Un fascino che ha richiamato l’attenzione degli studiosi e dei cultori e conoscitori d’arte fin dagli anni Sessanta dell’Ottocento e si è moltiplicato nei primi anni del secolo successivo, quando l’interesse della critica per i primitivi senesi crea una attrattiva tra i collezionisti e muove il mercato antiquario. È allora, intorno al 1925, che il Tabernacolo 35 viene prescelto da Icilio Federico Joni come riferimento per l’elaborazione di alcuni falsi ducceschi che avranno un favorevole esito tra collezionisti e critici. Il tabernacolo era attribuito da alcuni studiosi alla mano di Duccio, da altri ad un suo strettissimo collaboratore.

A seguito dei suoi studi sulla Maestà, James H. Stubblebine, nel suo Duccio di Buoninsegna and His School pubblicato a Princeton nel 1979, annette al trittico alcune pitture che riconosce affini e giunge così, accostando gli Joni all’originale, ad ipotizzare una personalità di artista bene individuata. La designa, dal numero d’ordine dell’inventario della Pinacoteca, come «Tabernacle 35 Master». La sua mano Stubblebine riconosce nella piccola Maestà già in Collezione Adolphe Stoclet a Bruxelles. Il Maestro, scrive, ha qui ripreso «elementi ricavati da vari dipinti di Duccio», e i suoi cromatismi rivelano quella «speciale affinità del pittore con Duccio».
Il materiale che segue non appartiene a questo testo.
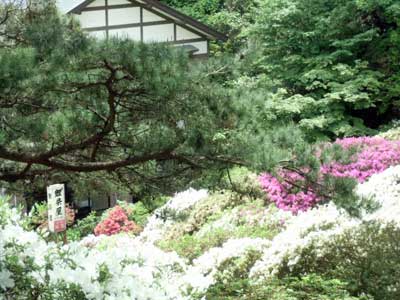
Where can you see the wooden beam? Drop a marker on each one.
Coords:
(131, 25)
(109, 7)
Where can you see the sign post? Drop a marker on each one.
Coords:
(56, 208)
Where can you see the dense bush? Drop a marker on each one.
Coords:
(365, 257)
(83, 227)
(116, 221)
(291, 189)
(332, 67)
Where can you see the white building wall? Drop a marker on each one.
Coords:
(148, 16)
(101, 35)
(90, 19)
(122, 16)
(202, 46)
(118, 2)
(184, 34)
(158, 33)
(97, 3)
(132, 33)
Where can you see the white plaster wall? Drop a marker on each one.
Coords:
(122, 16)
(148, 16)
(184, 34)
(158, 33)
(101, 35)
(132, 33)
(90, 19)
(97, 3)
(202, 46)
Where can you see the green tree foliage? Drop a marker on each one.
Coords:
(330, 66)
(70, 104)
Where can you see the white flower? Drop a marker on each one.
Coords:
(6, 281)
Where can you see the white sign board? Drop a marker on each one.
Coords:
(56, 208)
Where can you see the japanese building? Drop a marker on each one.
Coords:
(146, 21)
In Quadri antichi del Novecento Gianni Mazzoni ha minuziosamente ricostruito come la Maestà Stoclet sia un’opera realizzata appunto da Joni. Il grande falsario senese, acquisita una perfetta padronanza del modello originale, ne ha tratto varianti filologicamente compatibili, calibrate sulle valutazioni critiche degli studiosi per modo che essi vi potessero ritrovare i loro crismi di autenticità. Dunque la maestria di un grande falsario come Joni non sta soltanto nella capacità imitativa. Infatti, per essere accettato per vero, un falso d’arte, deve attenersi ai criteri di autenticità accreditati dal giudizio dei critici e degli storici dell’arte.